Understanding gaps in implementation of national HIV policies in South African public health facilities using Ritshidze community-led monitoring data


BACKGROUND: South African HIV policies and guidelines incorporate human-rights and people-centered approaches to healthcare, a critical strategy for closing retention and viral suppression gaps. These standards include guidelines for friendly, efficient, and private/non-coercive healthcare services that are not often captured by traditional service delivery monitoring.
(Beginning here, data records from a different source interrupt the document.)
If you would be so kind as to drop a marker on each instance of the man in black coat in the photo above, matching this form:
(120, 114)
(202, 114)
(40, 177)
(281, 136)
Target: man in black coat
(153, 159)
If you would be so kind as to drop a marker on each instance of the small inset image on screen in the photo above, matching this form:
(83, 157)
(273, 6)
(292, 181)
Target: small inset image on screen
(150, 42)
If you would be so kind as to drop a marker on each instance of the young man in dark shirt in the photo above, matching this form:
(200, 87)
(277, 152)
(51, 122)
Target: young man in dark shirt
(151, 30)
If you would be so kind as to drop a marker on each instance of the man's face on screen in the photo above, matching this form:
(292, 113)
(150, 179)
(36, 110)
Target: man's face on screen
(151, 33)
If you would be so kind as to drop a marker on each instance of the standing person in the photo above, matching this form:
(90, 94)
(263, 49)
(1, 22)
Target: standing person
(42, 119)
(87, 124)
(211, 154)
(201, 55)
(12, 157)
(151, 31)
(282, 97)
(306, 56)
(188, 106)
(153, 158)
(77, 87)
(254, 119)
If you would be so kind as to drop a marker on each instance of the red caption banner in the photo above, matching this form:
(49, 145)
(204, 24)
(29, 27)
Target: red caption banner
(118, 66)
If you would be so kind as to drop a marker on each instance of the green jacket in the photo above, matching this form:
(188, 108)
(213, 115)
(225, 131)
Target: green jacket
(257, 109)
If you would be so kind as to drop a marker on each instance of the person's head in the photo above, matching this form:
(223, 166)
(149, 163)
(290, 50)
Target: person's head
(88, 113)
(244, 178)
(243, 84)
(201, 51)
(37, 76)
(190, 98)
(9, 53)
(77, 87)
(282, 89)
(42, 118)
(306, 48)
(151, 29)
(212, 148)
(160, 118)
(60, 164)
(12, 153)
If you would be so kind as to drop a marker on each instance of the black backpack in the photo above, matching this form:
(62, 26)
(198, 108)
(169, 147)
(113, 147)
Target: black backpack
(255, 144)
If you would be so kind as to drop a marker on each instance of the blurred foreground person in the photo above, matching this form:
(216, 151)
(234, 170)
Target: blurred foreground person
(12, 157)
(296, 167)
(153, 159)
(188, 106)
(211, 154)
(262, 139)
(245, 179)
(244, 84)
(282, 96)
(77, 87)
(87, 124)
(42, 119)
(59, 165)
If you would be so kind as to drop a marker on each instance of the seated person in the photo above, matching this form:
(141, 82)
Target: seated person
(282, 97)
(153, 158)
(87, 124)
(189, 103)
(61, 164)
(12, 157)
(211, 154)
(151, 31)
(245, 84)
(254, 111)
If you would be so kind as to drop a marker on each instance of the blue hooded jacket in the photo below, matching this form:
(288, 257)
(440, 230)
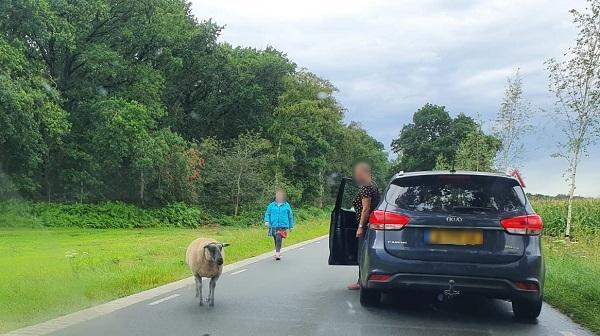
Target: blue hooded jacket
(279, 216)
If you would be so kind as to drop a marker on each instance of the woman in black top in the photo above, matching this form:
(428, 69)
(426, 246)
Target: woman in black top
(364, 203)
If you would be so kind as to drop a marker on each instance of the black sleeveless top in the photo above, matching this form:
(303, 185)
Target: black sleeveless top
(366, 191)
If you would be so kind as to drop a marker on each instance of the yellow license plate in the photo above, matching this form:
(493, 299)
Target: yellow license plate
(454, 237)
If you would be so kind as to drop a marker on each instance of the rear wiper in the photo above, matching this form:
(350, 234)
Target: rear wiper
(472, 208)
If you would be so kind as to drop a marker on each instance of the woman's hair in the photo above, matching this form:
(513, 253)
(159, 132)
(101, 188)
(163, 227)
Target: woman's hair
(364, 166)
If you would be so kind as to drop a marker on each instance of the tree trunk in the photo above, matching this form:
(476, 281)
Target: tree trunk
(48, 185)
(572, 177)
(142, 187)
(277, 165)
(81, 191)
(321, 189)
(237, 196)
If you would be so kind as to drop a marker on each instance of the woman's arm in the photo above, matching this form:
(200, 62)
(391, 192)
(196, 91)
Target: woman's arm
(291, 217)
(364, 215)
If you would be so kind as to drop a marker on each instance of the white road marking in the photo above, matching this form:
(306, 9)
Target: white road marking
(567, 333)
(172, 296)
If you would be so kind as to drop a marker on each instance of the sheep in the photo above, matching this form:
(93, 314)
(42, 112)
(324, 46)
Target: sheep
(204, 256)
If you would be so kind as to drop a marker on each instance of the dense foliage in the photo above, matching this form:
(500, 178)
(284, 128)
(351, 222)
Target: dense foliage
(137, 101)
(112, 215)
(586, 215)
(435, 140)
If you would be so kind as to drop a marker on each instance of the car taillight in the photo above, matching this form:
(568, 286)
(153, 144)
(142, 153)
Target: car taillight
(523, 225)
(386, 220)
(527, 286)
(379, 277)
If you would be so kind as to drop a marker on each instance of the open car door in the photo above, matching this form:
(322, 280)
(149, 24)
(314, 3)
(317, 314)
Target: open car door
(343, 244)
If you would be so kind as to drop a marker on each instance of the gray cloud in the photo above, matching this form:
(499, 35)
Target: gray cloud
(388, 58)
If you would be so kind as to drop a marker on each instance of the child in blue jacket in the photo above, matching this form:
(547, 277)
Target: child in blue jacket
(279, 219)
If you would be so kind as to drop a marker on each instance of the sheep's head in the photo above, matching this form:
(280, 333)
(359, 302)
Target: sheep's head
(213, 252)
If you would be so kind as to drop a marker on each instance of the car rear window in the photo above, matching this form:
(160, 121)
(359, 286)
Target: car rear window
(457, 194)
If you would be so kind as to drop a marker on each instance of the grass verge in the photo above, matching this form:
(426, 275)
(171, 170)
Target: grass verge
(572, 278)
(51, 272)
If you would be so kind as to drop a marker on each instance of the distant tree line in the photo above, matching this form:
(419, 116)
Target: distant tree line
(435, 140)
(137, 101)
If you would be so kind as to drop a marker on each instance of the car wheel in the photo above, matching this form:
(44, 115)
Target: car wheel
(526, 309)
(369, 297)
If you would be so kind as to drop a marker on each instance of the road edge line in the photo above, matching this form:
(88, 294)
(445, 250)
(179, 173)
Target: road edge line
(87, 314)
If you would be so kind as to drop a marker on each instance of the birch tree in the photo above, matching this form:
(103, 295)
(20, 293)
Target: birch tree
(511, 124)
(575, 81)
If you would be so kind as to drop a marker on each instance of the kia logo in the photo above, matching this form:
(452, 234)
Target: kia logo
(453, 219)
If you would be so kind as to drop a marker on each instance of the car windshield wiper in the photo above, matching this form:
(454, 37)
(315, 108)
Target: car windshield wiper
(473, 208)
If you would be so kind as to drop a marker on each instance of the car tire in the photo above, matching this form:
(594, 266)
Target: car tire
(527, 309)
(369, 297)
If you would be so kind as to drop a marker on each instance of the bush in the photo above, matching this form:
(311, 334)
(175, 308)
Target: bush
(97, 216)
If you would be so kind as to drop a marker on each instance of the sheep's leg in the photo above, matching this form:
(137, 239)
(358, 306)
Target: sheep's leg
(199, 288)
(211, 295)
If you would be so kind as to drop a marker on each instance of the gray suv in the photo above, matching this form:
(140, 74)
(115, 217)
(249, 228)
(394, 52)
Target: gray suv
(447, 232)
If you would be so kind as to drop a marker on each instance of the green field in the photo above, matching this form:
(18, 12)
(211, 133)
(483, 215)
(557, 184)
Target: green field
(50, 272)
(572, 273)
(572, 268)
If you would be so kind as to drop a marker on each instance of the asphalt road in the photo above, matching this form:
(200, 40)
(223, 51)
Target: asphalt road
(302, 295)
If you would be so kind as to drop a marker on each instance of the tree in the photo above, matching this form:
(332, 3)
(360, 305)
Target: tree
(432, 134)
(306, 124)
(512, 124)
(576, 84)
(235, 173)
(476, 152)
(32, 122)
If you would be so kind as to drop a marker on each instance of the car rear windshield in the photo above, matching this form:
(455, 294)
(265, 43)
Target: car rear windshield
(457, 194)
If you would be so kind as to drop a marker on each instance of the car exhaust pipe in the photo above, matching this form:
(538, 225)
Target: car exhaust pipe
(450, 293)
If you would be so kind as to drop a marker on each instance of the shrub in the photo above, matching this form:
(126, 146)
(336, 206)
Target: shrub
(97, 216)
(586, 215)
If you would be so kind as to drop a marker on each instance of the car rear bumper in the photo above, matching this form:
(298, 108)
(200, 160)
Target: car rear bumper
(492, 280)
(492, 287)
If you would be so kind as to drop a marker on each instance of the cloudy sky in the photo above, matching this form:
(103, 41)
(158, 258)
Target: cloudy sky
(388, 58)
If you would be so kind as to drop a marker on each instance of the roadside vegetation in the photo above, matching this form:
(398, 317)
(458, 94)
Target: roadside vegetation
(54, 271)
(572, 265)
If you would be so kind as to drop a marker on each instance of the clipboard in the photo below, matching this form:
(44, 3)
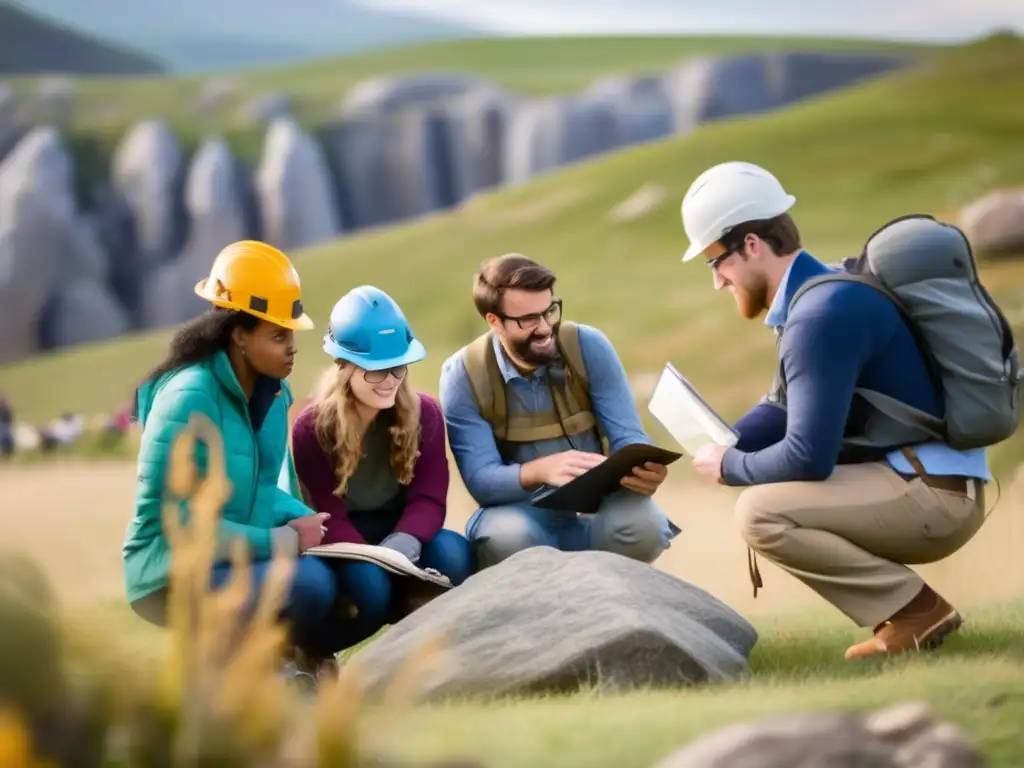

Using data from the Ritshidze Community-Led Monitoring (CLM) Programme in South Africa, we describe the extent to which quality of care aspects of policies are being implemented with fidelity.
METHODS: Ritshidze community monitors conducted electronic surveys at 402 PEPFAR-funded facilities in South Africa, surveying 7,654 public healthcare users from April 1 to June 30, 2021. CLM data from indicators on friendliness of staff (n=2), efficiency (n=1) and privacy/non-coercion (n=2) were compared to HIV-related National Department of Health (NDOH) standards, charters, and guidelines to measure the extent to which public healthcare users reported adherence to national policies.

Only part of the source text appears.